Speculative insertion has the following special entry points to
heapam.c and execIndexing.c, currently only called within
nodeModifyTable.c:
* SpeculativeInsertionLockAcquire()
* HeapTupleHeaderSetSpeculativeToken()
* heap_insert() called with HEAP_INSERT_SPECULATIVE argument
* ExecInsertIndexTuples() with specInsert = true
* heap_finish_speculative()
* heap_abort_speculative()
Offhand, it doesn't seem like it would be that hard to teach another
heap_insert() caller the same tricks.
>> My advice right now is: see if you can figure out a way of doing what
>> you want without subtransactions at all, possibly by cutting some
>> scope. For example, maybe it would be satisfactory to have the
>> implementation just ignore constraint violations, but still raise
>> errors for invalid input for types.
>
>
> Initially I was thinking only about malformed rows, e.g. less or extra
> columns.
> Honestly, I did not know that there are so many levels and ways where error
> can occur.
My sense is that it's going to be hard to sell a committer on any
design that consumes subtransactions in a way that's not fairly
obvious to the user, and doesn't have a pretty easily understood worse
case. But, that's just my opinion, and it's possible that someone else
will disagree. Try to get a second opinion.

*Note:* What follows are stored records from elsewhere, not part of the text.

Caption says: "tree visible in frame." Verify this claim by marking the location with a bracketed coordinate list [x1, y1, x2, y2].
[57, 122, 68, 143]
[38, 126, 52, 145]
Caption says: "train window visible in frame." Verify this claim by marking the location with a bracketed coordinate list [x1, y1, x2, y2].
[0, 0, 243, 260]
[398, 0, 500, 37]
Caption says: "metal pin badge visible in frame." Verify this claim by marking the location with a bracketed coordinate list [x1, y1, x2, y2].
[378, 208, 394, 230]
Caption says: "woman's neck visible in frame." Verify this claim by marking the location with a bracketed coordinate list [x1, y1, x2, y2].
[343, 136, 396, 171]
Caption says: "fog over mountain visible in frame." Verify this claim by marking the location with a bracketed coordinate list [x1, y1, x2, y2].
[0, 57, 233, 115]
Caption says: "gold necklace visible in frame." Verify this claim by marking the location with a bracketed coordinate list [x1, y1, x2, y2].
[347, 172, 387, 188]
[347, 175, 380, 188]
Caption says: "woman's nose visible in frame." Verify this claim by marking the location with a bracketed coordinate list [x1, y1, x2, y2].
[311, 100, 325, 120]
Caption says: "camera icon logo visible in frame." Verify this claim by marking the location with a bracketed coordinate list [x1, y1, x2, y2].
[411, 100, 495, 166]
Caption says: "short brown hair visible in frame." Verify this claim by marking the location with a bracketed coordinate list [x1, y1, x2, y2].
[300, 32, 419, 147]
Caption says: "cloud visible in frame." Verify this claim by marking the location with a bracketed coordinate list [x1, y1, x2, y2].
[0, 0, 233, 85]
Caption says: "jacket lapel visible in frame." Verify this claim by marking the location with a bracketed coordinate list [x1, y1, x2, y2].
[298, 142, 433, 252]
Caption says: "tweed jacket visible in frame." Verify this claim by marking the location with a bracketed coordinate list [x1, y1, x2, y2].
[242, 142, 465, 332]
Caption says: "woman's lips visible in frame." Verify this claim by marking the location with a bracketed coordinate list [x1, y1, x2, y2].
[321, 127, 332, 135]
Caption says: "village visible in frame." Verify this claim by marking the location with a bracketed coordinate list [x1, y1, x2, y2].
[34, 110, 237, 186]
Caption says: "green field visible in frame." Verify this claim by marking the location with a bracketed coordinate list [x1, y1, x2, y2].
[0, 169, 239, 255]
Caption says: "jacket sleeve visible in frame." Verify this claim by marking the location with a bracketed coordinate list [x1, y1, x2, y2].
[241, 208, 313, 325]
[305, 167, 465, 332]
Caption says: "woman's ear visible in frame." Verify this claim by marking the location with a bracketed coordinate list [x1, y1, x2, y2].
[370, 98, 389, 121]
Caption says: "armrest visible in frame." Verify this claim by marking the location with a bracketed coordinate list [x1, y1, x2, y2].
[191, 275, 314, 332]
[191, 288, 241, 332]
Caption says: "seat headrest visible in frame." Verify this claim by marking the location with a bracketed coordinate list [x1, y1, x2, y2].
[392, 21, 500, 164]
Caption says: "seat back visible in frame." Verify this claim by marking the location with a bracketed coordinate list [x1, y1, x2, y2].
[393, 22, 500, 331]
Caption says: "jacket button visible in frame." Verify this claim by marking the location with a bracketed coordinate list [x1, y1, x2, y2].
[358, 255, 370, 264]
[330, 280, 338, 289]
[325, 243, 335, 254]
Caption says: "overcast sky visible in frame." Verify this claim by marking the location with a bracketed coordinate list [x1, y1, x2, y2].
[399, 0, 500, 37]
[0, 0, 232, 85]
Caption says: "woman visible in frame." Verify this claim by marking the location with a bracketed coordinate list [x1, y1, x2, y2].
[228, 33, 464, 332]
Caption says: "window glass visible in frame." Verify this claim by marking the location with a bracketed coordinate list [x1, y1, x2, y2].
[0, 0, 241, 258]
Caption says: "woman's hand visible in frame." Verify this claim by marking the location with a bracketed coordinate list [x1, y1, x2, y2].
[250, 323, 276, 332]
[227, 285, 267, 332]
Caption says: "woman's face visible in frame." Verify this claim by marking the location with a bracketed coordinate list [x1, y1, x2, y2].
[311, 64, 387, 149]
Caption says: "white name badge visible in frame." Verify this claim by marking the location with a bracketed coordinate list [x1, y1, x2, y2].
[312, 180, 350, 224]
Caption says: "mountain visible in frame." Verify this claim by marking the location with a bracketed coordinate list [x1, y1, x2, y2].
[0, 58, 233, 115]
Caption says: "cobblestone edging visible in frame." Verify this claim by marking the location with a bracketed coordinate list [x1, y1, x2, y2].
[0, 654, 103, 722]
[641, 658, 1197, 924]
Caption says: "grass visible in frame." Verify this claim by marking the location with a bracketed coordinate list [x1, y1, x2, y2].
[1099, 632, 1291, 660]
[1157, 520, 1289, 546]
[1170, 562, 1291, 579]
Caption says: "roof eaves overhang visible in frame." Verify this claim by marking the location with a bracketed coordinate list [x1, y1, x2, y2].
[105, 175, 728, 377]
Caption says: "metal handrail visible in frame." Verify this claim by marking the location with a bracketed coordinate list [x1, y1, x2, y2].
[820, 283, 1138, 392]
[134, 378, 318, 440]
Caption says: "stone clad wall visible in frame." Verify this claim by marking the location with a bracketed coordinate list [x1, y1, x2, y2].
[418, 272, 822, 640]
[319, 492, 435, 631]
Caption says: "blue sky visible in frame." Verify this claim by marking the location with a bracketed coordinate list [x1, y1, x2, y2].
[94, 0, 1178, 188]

Limiting the feature to just skip rows on the basis of a formally
defined constraint failing (not including type input failure, or a
trigger throwing an error, and probably not including foreign key
failures because they're really triggers) might be a good approach.
MySQL's INSERT IGNORE is a bit like that, I think. (It doesn't *just*
ignore duplicate violations, unlike our ON CONFLICT DO NOTHING
feature).
I haven't thought about this very carefully, but I guess you could do
something like passing a flag to ExecConstraints() that indicates
"don't throw an error; instead, just return false so I know not to
proceed". Plus maybe one or two other cases, like using speculative
insertion to back out of unique violation without consuming a subxact.